Thursday, August 28, 2014

Your open - and confused with all due respect - open letter starts with valid demands for a debate

Dear Mathias Dopfner (or: Why must we fear the Axel Springer Verlag)
we are exactly met once briefly. I knelt close to you and asked you a question, which related to what you had said a few minutes earlier on a podium. It was November 2009 and we were both guests at the Monaco Media Forum. On stage, they announced a new newspaper with relevant content from the social web. When I asked you stated, there were a relaunch of the "Welt Kompakt". When the come, I asked and they answered. "In a few weeks"
This I blogged. Shortly thereafter denied your PR department and said I had misunderstood you: It had traded to the relaunch, which had taken place a few weeks earlier (and in which it trace elements from the social web was). Well I was not alone and had the entire circle around me heard the same as me.
There is still more evidence, for example, misquotes or historical contexts. 2006 They wrote, they believed in the then already more than questionable Riepl'sche law. 2010 saw the economic future of journalism as endangered. In some bizarre interview with the "Handelsblatt" They exulted in the economic situation of media conglomerates.
A similar uncontrolled Killer Quote drone is Google Chairman Eric Schmidt. He also just babbles times going so unlike you but he says things where one suspects: "The You mean now maybe not so - but it's just extremely unwise say so."
One thing you and Schmidt common: both are unable to abstract from your own situation and your company. You are not able to think in a larger context and to speak without constantly having its own balance sheet in mind. And therefore it can only be bad if you deliver openssl a debate duel.
"Why do we fear Google" is overwritten to Schmidt, an open letter on your part, it has published the "Frankfurter Allgemeine Zeitung". Here I can not link to it, that by depressed by your own company intellectual property right is such a large computational uncertainty that prohibit links to content from publishers. You will certainly understand.
Your open - and confused with all due respect - open letter starts with valid demands for a debate on the digital society. They praise Google and we suspect: That's just the fanfare openssl for the appearance of the firing squad. Honest: openssl Keep your readers for so stupid that do not recognize it? Also your lineup openssl as David against Goliath is ridiculous in its argument. Compare a global openssl corporation with many different business areas with a publisher. You know what? General Electric makes more sales than Axel Springer. The manufacturers of the computers in your publishing, Apple, too. Does this have anything to do with the topic? No. You join in the general anti-capitalist canon of many German media for any business with high profits is evil.
However, large parts of the German economy is in precisely such relationships. Even comparatively short change car manufacturers for example configurations and prices. This can bring quickly to the edge of their existence openssl suppliers. Just ask a company like Karmann. Although, up to Osnabrück you do not have to roam. Just ask freelance journalists. The advent of the Web got with new rights agreement: You should their old products just so release for digital openssl marketing. Or talk times with your profession colleagues in Dusseldorf: The "Rheinische openssl Post" commits just systematically fare evasion. Since then there is a old-serving editor in the future before the election, Will he rise, he must renounce the collective openssl agreement.

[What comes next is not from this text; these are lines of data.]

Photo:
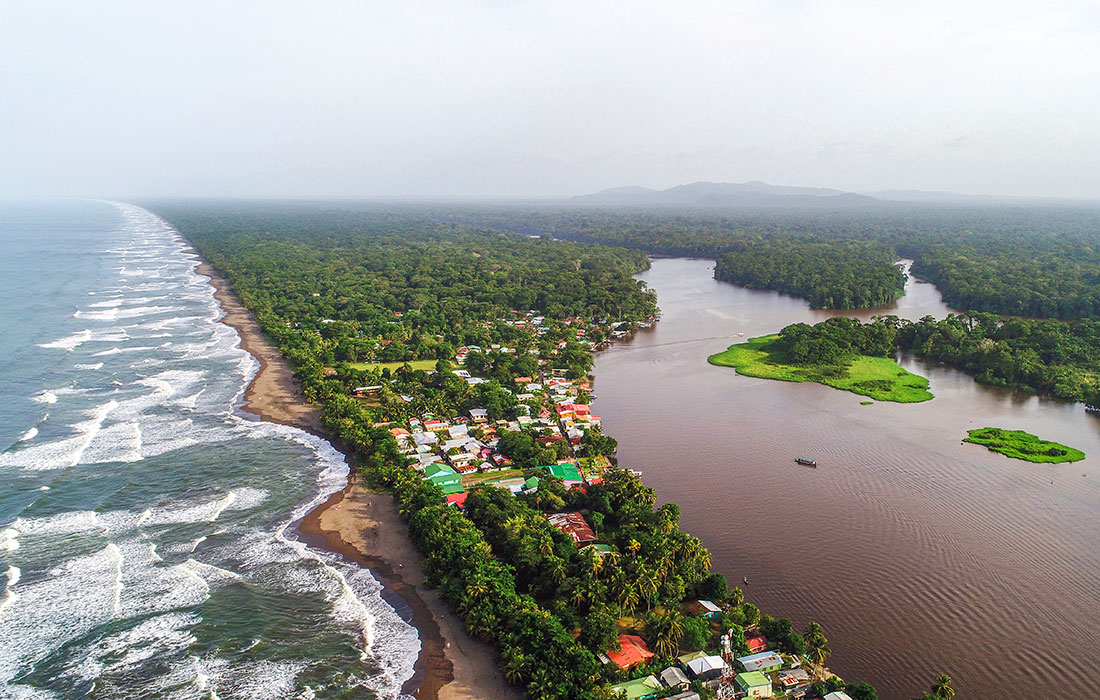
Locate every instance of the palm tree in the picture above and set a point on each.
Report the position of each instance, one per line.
(647, 586)
(595, 561)
(477, 587)
(626, 595)
(557, 568)
(516, 666)
(816, 644)
(664, 632)
(943, 688)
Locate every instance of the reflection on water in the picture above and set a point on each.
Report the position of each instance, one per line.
(917, 553)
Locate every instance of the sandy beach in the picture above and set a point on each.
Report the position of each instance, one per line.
(364, 526)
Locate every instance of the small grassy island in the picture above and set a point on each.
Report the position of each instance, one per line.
(838, 352)
(1020, 445)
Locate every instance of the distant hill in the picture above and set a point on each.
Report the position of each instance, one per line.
(752, 194)
(920, 195)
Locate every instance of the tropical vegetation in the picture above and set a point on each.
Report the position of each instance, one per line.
(1025, 446)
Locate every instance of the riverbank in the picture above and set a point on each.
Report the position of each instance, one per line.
(365, 527)
(879, 378)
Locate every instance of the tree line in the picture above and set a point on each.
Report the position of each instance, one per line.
(1040, 261)
(1053, 358)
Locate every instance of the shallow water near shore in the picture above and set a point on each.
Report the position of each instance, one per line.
(917, 554)
(144, 523)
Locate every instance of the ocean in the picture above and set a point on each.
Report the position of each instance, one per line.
(145, 539)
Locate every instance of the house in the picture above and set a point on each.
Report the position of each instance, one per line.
(756, 643)
(458, 430)
(706, 608)
(706, 668)
(793, 678)
(479, 415)
(573, 525)
(754, 685)
(444, 478)
(458, 500)
(425, 438)
(765, 662)
(640, 688)
(633, 651)
(674, 678)
(602, 550)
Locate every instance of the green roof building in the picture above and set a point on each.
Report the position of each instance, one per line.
(443, 477)
(639, 688)
(755, 684)
(565, 472)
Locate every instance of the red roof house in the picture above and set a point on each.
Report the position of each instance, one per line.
(634, 652)
(573, 525)
(756, 643)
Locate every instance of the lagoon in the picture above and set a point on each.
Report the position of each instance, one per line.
(919, 554)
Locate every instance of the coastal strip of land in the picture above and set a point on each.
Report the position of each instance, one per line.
(880, 378)
(364, 527)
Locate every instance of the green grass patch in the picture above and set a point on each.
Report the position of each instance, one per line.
(416, 364)
(1025, 446)
(879, 378)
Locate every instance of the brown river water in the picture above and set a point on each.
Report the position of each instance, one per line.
(916, 553)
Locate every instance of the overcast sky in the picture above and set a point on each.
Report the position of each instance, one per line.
(475, 98)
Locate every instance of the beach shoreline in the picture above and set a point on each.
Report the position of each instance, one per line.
(364, 526)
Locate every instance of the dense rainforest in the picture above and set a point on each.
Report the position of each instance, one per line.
(1038, 261)
(334, 286)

It is a common situation in the context of an economic ecosystem that dependencies arise that make a long-term planning difficult or impossible. The big question is: Will the Mighty take advantage of his situation? Or he knows that he has to rely on the smaller and therefore must recognize limits the exercise of power? And sets in the context of a functioning democracy is not the state's openssl guidelines openssl for those involved in economic life?
They demand the intervention of the competition authorities against Google. This first question would be answered is whether this is really necessary. You write of a "dominant firm", but this does not refer to a specific market. Of course, Google is in some markets just that: the market dominant. But: That alone is not prohibited. The abuse of this market position is the problem.